Which polling method has been selected and is currently in effect for a particular device can be checked through the Communication Details view for the VNE (Figure 7).
Figure 7. Checking Polling Method
Polling for Continually Changing Networking Objects
Even with Reduce Polling VNE enabled, ANA will periodically poll for updates about continually changing network objects. ANA obtains updates for continually changing network objects at regular intervals, defined by the administrable Configuration Interval value (typically 15 min). These continually changing network objects include routing and forwarding tables, Bidirectional Forwarding Detection (BFD) sessions, label switching (LSP) tables, and so on.
Benchmark of Reduced Polling VNE
The following benchmark illustrates the drastic reduction in commands sent by ANA to a network element when the Reduced Polling VNE is enabled versus using the regular polling VNE. This illustration uses command counts collected from a 7600 and an ASR 9000 device that are located within a Carrier Ethernet network.

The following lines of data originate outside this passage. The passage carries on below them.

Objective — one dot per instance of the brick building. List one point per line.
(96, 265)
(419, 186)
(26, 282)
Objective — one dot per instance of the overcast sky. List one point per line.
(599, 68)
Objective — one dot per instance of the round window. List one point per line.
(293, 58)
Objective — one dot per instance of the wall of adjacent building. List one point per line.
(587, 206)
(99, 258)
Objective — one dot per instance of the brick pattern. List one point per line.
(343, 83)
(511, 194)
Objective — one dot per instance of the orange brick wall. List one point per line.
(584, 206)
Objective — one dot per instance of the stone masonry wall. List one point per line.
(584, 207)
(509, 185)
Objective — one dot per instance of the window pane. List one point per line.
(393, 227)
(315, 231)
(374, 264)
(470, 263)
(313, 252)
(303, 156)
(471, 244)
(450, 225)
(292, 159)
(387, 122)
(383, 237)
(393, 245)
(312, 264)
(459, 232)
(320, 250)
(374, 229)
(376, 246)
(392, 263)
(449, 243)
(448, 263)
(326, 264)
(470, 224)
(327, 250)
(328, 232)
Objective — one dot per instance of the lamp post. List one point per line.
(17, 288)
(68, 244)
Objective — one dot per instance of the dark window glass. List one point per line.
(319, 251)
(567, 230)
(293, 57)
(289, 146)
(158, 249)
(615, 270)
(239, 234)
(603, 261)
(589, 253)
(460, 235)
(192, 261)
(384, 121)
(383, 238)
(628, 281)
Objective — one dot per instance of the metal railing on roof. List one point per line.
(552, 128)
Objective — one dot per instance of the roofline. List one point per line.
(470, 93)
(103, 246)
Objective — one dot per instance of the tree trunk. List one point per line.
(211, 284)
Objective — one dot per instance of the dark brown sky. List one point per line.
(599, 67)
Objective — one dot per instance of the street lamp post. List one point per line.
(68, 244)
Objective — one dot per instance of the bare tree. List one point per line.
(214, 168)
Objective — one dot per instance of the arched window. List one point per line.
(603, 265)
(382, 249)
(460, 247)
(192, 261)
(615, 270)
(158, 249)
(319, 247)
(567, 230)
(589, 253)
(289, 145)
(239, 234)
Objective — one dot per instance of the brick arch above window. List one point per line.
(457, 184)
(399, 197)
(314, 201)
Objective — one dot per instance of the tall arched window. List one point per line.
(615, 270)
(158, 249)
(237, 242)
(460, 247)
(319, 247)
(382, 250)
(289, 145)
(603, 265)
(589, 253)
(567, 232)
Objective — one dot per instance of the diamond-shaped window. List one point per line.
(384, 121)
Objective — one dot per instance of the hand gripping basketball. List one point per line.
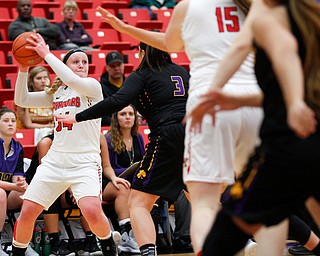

That network was configured with Multiprotocol Label Switching (MPLS), Virtual Private LAN Services (VPLS), and corresponding Pseudowires traversing the MPLS network. The data was collected for a one-hour period after the initial discovery and after the VNE reached the operational state. Total commands include the SNMP and Telnet commands. The observed command counts for a 7600 device and an ASR 9000 device follow:
7600 device:
ASR 9000 device:
As expected, a reduction in CPU load on network elements has also been observed. The example in Figure 8 illustrates a drastic reduction in CPU load observed on the ASR 9000.
Figure 8. CPU Load Example
Summary
Cisco ANA's near-real-time model relies on accurate information about the managed network. This information can be obtained through asynchronous notifications from network elements or through repeated polling of the network element.
Repeated polling imposes a burden on network elements and overhead on the telemetry network and on ANA servers. To relieve that burden and overhead, a new feature has been created within Cisco ANA's VNE framework called Reduced Polling VNE.
This Reduced Polling VNE feature implements a low overhead method for keeping ANA's device information synchronized with network elements in a timely manner without the drawbacks of repeated polling.